Amec Foster Wheeler has launched a consultation with its staff in the north-east that is expected to lead to an unspecified number of job cuts.
The oil services firm, which employs about 3,000 in the region, said it aims to “mitigate the impact” of the fall in oil price through cost cuts but also pledged to relocate staff who will be affected by the move.
The firm, which recently completed a merger with rival Foster Wheeler, was one of the first major oil services groups to cut contractor rates last year.
Petrofac, Wood Group, as well as Shell, BP, BG, Enquest, Apache and Premier Oil and KCA Deutag have all implemented measures to slam the breaks of spiralling costs of employment in the North Sea.
A spokeswoman for the firm said: “Amec Foster Wheeler can confirm that it is about to start a consultation process with its Aberdeen-based employees about the impact on jobs of the downturn of the oil and gas market.

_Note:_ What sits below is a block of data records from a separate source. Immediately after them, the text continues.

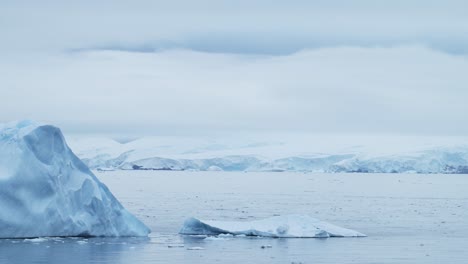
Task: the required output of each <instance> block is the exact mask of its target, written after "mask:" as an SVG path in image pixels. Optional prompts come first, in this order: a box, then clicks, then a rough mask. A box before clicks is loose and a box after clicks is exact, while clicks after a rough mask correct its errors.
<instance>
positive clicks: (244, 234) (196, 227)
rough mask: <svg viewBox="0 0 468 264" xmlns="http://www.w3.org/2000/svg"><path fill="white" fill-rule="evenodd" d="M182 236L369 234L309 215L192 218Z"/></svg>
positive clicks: (333, 236) (323, 235) (268, 236)
mask: <svg viewBox="0 0 468 264" xmlns="http://www.w3.org/2000/svg"><path fill="white" fill-rule="evenodd" d="M179 233H180V234H182V235H208V236H217V235H220V234H230V235H236V236H237V235H246V236H262V237H277V238H279V237H281V238H327V237H365V236H366V235H364V234H362V233H360V232H357V231H354V230H351V229H346V228H343V227H339V226H336V225H332V224H330V223H327V222H324V221H320V220H318V219H315V218H312V217H310V216H308V215H285V216H275V217H271V218H267V219H263V220H255V221H243V222H239V221H237V222H236V221H205V220H199V219H196V218H189V219H187V220H186V221H185V223H184V225H183V226H182V228H181V230H180V232H179Z"/></svg>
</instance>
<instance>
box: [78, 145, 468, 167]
mask: <svg viewBox="0 0 468 264" xmlns="http://www.w3.org/2000/svg"><path fill="white" fill-rule="evenodd" d="M323 138H325V139H326V140H322V139H323ZM338 139H339V138H338ZM229 140H231V141H232V139H218V140H213V139H203V138H201V139H200V138H177V137H173V138H167V137H144V138H140V139H137V140H135V141H131V142H127V143H124V144H122V143H119V142H116V141H112V140H110V139H108V138H101V139H98V138H94V139H89V138H80V139H74V140H73V141H72V144H73V146H74V149H77V155H78V156H79V157H80V158H81V159H82V160H83V162H84V163H85V164H87V165H88V166H89V167H90V168H91V169H96V170H102V171H104V170H176V171H181V170H191V171H272V172H281V171H293V172H321V173H322V172H323V173H445V174H453V173H459V174H466V173H468V140H467V139H465V138H454V139H453V140H451V139H450V138H448V139H447V138H419V137H418V138H408V139H387V138H378V139H373V138H364V139H358V140H356V139H354V138H345V139H342V140H341V142H340V141H339V140H337V139H335V138H327V137H323V136H320V137H317V138H316V139H310V138H301V137H298V138H297V139H294V140H290V139H289V140H284V141H280V142H276V141H275V140H274V139H269V140H270V141H268V142H269V143H268V142H265V141H259V140H257V141H256V140H253V141H252V140H250V141H249V139H246V140H244V139H242V138H240V139H238V141H239V142H235V143H229V144H228V143H226V142H230V141H229ZM335 141H338V142H337V143H336V142H335ZM221 142H222V143H223V144H221ZM354 144H356V145H354Z"/></svg>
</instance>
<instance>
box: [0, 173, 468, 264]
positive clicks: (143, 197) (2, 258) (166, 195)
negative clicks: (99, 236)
mask: <svg viewBox="0 0 468 264" xmlns="http://www.w3.org/2000/svg"><path fill="white" fill-rule="evenodd" d="M97 176H98V177H99V178H100V179H101V180H102V181H103V182H104V183H105V184H107V185H108V187H109V188H110V189H111V191H112V192H113V193H114V195H115V196H116V197H117V198H118V199H119V200H120V201H121V202H122V204H123V205H124V206H125V207H126V208H127V209H129V210H130V211H131V212H132V213H134V214H135V215H137V217H139V218H140V219H141V220H143V221H144V222H145V223H146V224H147V225H148V226H149V227H150V228H151V229H152V230H153V233H152V234H150V237H149V238H120V239H112V238H106V239H104V238H92V239H81V238H80V239H72V238H69V239H63V238H47V239H41V240H32V241H31V240H24V239H19V240H14V239H13V240H11V239H10V240H0V263H468V250H466V249H467V248H468V210H467V209H468V175H412V174H303V173H229V172H161V171H115V172H105V173H97ZM297 213H299V214H309V215H311V216H313V217H316V218H319V219H321V220H325V221H328V222H331V223H333V224H336V225H340V226H343V227H347V228H351V229H355V230H357V231H360V232H362V233H365V234H367V235H368V237H366V238H329V239H269V238H223V239H212V238H208V239H205V237H184V236H180V235H178V234H177V232H178V230H179V228H180V227H181V225H182V223H183V221H184V220H185V218H187V217H190V216H195V217H199V218H202V219H217V220H239V221H246V220H253V219H260V218H264V217H270V216H274V215H281V214H297ZM265 245H271V248H270V247H268V248H262V246H265Z"/></svg>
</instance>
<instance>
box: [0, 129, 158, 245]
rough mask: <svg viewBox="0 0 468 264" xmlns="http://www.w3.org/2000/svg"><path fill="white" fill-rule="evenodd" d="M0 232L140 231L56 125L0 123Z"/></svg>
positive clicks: (139, 221)
mask: <svg viewBox="0 0 468 264" xmlns="http://www.w3.org/2000/svg"><path fill="white" fill-rule="evenodd" d="M0 208H1V210H0V238H28V237H43V236H146V235H148V233H149V232H150V230H149V229H148V228H147V227H146V226H145V225H144V224H143V223H142V222H140V221H139V220H138V219H137V218H136V217H135V216H133V215H132V214H130V213H129V212H128V211H127V210H126V209H125V208H123V206H122V205H121V204H120V203H119V202H118V201H117V199H116V198H115V197H114V196H113V195H112V193H111V192H110V191H109V189H108V188H107V187H106V186H105V185H104V184H102V183H101V182H100V181H99V180H98V179H97V178H96V176H94V175H93V173H92V172H91V171H90V170H89V169H88V167H86V165H85V164H84V163H83V162H82V161H81V160H80V159H78V158H77V157H76V156H75V155H74V154H73V152H72V151H71V150H70V148H69V147H68V146H67V144H66V142H65V139H64V137H63V135H62V133H61V131H60V130H59V129H58V128H56V127H53V126H50V125H37V124H35V123H32V122H29V121H22V122H17V123H8V124H3V125H2V124H0Z"/></svg>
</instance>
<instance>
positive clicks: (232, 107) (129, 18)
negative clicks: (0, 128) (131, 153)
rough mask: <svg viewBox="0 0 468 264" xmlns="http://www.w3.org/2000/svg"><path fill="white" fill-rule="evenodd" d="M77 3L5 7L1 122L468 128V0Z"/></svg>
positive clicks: (250, 127)
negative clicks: (42, 121) (433, 0)
mask: <svg viewBox="0 0 468 264" xmlns="http://www.w3.org/2000/svg"><path fill="white" fill-rule="evenodd" d="M66 2H67V1H58V0H57V1H21V0H14V1H13V0H11V1H9V0H4V1H2V2H1V3H0V33H1V36H2V37H1V41H0V58H1V59H0V72H1V78H0V89H1V90H0V91H1V98H2V99H3V100H2V101H1V103H0V121H10V120H17V119H34V120H39V121H43V122H49V123H53V124H56V125H58V126H60V127H62V128H64V130H65V131H67V132H70V133H78V132H87V133H122V134H125V133H129V134H180V133H187V134H190V133H205V132H206V133H208V132H210V131H275V132H281V131H285V132H295V131H301V132H307V133H327V132H333V133H395V134H401V133H402V134H416V135H418V134H421V135H423V134H424V135H464V134H466V133H468V122H466V113H468V104H467V103H466V101H467V100H468V16H467V15H466V10H468V2H467V1H429V0H425V1H417V0H415V1H398V0H394V1H378V0H369V1H344V0H343V1H272V0H270V1H263V0H261V1H252V0H251V1H243V0H241V1H239V0H238V1H219V0H218V1H215V0H213V1H88V0H83V1H74V3H66ZM69 2H71V1H69Z"/></svg>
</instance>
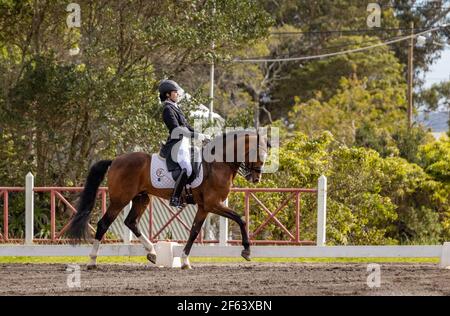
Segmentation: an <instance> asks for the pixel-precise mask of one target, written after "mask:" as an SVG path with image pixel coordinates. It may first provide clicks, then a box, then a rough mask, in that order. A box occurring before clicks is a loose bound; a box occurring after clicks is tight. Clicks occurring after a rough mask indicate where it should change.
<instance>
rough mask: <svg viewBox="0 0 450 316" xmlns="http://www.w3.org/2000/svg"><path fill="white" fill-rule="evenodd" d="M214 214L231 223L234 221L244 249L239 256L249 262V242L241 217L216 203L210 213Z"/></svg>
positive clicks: (244, 222)
mask: <svg viewBox="0 0 450 316" xmlns="http://www.w3.org/2000/svg"><path fill="white" fill-rule="evenodd" d="M211 212H212V213H214V214H217V215H220V216H223V217H226V218H229V219H231V220H233V221H235V222H236V223H237V224H238V225H239V228H240V229H241V235H242V246H243V247H244V250H242V253H241V256H242V257H243V258H244V259H245V260H247V261H250V242H249V238H248V234H247V229H246V226H247V223H246V222H245V221H243V220H242V218H241V216H239V214H238V213H236V212H235V211H233V210H232V209H231V208H229V207H227V206H225V205H223V204H222V203H218V204H217V205H216V206H215V207H214V208H213V210H212V211H211Z"/></svg>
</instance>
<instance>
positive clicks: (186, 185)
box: [150, 154, 203, 189]
mask: <svg viewBox="0 0 450 316" xmlns="http://www.w3.org/2000/svg"><path fill="white" fill-rule="evenodd" d="M151 169H152V170H150V178H151V181H152V186H153V187H154V188H157V189H173V188H174V187H175V181H174V180H173V178H172V174H171V172H170V171H168V170H167V164H166V160H165V159H164V158H161V156H160V155H158V154H153V155H152V165H151ZM202 181H203V167H202V166H200V171H199V173H198V176H197V178H195V180H194V181H193V182H192V183H191V184H188V185H186V187H188V188H192V189H195V188H196V187H198V186H199V185H200V184H202Z"/></svg>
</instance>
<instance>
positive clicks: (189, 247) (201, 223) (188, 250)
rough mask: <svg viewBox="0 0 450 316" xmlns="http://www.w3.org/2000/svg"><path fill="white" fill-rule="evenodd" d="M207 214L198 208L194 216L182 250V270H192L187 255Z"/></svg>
mask: <svg viewBox="0 0 450 316" xmlns="http://www.w3.org/2000/svg"><path fill="white" fill-rule="evenodd" d="M207 215H208V212H206V211H205V210H204V209H203V207H201V206H200V205H199V206H198V211H197V214H195V218H194V223H193V224H192V228H191V232H190V234H189V239H188V241H187V243H186V246H185V247H184V249H183V253H182V254H181V259H182V261H183V262H182V265H181V268H182V269H192V267H191V264H190V262H189V253H190V252H191V248H192V244H193V243H194V241H195V239H196V238H197V236H198V234H199V233H200V229H201V228H202V225H203V222H204V221H205V219H206V216H207Z"/></svg>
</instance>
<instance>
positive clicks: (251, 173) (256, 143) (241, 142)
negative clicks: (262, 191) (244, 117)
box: [233, 131, 270, 183]
mask: <svg viewBox="0 0 450 316" xmlns="http://www.w3.org/2000/svg"><path fill="white" fill-rule="evenodd" d="M233 147H234V150H235V152H234V155H233V156H234V159H235V160H234V165H235V166H237V167H238V169H237V171H238V172H239V174H240V175H242V176H243V177H244V178H245V179H246V180H247V181H251V182H253V183H258V182H260V181H261V176H262V172H263V167H264V164H265V162H266V159H267V156H268V151H269V148H270V144H269V143H268V141H267V136H265V135H260V134H257V133H255V132H247V131H242V132H238V133H237V134H236V142H235V146H233Z"/></svg>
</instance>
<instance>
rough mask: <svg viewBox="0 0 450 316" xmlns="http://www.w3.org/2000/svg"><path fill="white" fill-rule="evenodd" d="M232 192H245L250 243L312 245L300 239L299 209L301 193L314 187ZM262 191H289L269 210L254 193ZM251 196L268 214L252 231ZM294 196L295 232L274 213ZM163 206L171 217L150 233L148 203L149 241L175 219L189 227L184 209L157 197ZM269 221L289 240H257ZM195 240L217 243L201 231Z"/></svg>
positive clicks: (247, 226) (272, 188)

“The consultation process includes looking at mitigating the impact through a variety of measures, including other cost savings, and moving people to its other diversified operations.”
Meanwhile, Abu-Dhabi-owned Taqa Bratani has spurned taking a stand at Offshore Europe this year.
A spokeswoman for the firm said it had decided against exhibiting at the biannual Aberdeen event “as it did not fit with our strategic goals and plans”.
She added that the company took the decision shortly after the last exhibition.
Taqa’s UK assets include five platforms producing from 13 fields in the northern and central North Sea. Taqa also has stakes in central North Sea fields operated by others.